Am J Obstet Gynecol. 2008 Apr;198(4):382.e1-8. doi: 10.1016/j.ajog.2008.02.016.
An imbalanced chronic blood flow between the donor and recipient twin through placental vascular anastomoses is the accepted pathophysiology of twin-to-twin transfusion syndrome (TTTS). Vascular endothelial growth factor receptor-1 (VEGFR-1) mRNA is overexpressed only in the syncytiotrophoblast of the donor twin in some cases of TTTS. This study was conducted to determine maternal plasma concentrations of placental growth factor (PlGF), soluble VEGFR-1, and soluble endoglin (s-Eng) in monochorionic-diamniotic pregnancies with and without TTTS.
This case-control study included monochorionic-diamniotic pregnancies between 16-26 weeks with and without TTTS. Maternal plasma concentrations of PlGF, sVEGFR-1, and s-Eng were determined with ELISA. A P value < .05 was considered statistically significant.
Patients with TTTS had higher median plasma concentrations of s-Eng (14.8 ng/mL vs 7.8 ng/mL; P < .001) and sVEGFR-1 (6383.1 pg/mL vs 3220.1 pg/mL; P < .001]; and lower median plasma concentrations of PlGF (115.5 pg/mL vs 359.3 pg/mL; P = .002) than those without TTTS.
We propose that an antiangiogenic state may be present in some cases of TTTS.
通过胎盘血管吻合,供体与受体双胎之间慢性血流不平衡是双胎输血综合征(TTTS)公认的病理生理学机制。
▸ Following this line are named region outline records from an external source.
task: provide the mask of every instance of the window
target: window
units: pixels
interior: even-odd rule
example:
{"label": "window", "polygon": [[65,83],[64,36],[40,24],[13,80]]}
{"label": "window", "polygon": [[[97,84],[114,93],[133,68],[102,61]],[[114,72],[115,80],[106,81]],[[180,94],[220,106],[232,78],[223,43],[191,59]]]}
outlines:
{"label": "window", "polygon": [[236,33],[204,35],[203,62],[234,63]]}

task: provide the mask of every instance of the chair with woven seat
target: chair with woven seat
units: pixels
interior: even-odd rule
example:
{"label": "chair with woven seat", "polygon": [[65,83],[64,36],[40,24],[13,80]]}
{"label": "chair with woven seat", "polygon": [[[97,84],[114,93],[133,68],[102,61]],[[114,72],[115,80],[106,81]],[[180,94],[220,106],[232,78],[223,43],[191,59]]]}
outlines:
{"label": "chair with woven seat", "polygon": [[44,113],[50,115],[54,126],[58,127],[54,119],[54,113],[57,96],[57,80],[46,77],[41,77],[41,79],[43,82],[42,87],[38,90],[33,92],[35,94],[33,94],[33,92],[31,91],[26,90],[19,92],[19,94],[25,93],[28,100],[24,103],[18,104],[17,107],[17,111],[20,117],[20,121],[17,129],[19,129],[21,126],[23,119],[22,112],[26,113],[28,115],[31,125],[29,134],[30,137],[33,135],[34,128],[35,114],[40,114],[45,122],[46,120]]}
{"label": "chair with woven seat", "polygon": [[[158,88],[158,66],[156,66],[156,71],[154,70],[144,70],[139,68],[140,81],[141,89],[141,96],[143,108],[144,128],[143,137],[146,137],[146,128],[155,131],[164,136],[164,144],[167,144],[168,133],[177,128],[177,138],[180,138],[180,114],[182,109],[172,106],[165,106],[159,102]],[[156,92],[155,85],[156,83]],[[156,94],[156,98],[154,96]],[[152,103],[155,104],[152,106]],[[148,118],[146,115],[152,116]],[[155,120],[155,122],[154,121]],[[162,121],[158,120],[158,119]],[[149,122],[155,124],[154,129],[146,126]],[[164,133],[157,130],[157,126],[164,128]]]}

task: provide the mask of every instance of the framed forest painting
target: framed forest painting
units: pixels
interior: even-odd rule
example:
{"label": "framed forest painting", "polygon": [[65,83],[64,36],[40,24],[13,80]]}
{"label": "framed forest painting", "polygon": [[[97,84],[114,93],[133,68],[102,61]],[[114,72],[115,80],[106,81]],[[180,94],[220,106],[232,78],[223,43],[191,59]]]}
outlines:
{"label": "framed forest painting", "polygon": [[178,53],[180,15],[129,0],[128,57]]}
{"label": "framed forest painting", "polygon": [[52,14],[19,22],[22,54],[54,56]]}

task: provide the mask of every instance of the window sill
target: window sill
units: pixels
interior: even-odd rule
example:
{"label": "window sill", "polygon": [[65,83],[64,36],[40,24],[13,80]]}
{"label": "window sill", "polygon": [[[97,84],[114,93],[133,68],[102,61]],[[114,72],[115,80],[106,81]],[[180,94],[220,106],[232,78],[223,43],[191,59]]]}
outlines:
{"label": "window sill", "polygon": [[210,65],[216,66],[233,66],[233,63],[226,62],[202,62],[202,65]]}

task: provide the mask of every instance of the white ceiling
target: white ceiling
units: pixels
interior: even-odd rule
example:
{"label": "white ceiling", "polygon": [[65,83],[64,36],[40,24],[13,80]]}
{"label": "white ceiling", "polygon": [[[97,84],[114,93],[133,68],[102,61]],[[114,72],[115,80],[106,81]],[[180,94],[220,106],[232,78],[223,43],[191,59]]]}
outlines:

在某些TTTS病例中,血管内皮生长因子受体-1(VEGFR-1)mRNA仅在供体双胎的合体滋养层中过度表达。本研究旨在测定单绒毛膜双羊膜囊妊娠伴或不伴TTTS时母体血浆中胎盘生长因子(PlGF)、可溶性VEGFR-1和可溶性内皮糖蛋白(s-Eng)的浓度。
本病例对照研究纳入了16至26周的单绒毛膜双羊膜囊妊娠,分为伴TTTS组和不伴TTTS组。采用酶联免疫吸附测定法(ELISA)测定母体血浆中PlGF、sVEGFR-1和s-Eng的浓度。P值<0.05被认为具有统计学意义。
与不伴TTTS的患者相比,TTTS患者的s-Eng中位血浆浓度更高(14.8 ng/mL对7.8 ng/mL;P<0.001),sVEGFR-1中位血浆浓度也更高(6383.1 pg/mL对3220.1 pg/mL;P<0.001);而PlGF中位血浆浓度更低(115.5 pg/mL对359.3 pg/mL;P = 0.002)。
我们提出在某些TTTS病例中可能存在抗血管生成状态。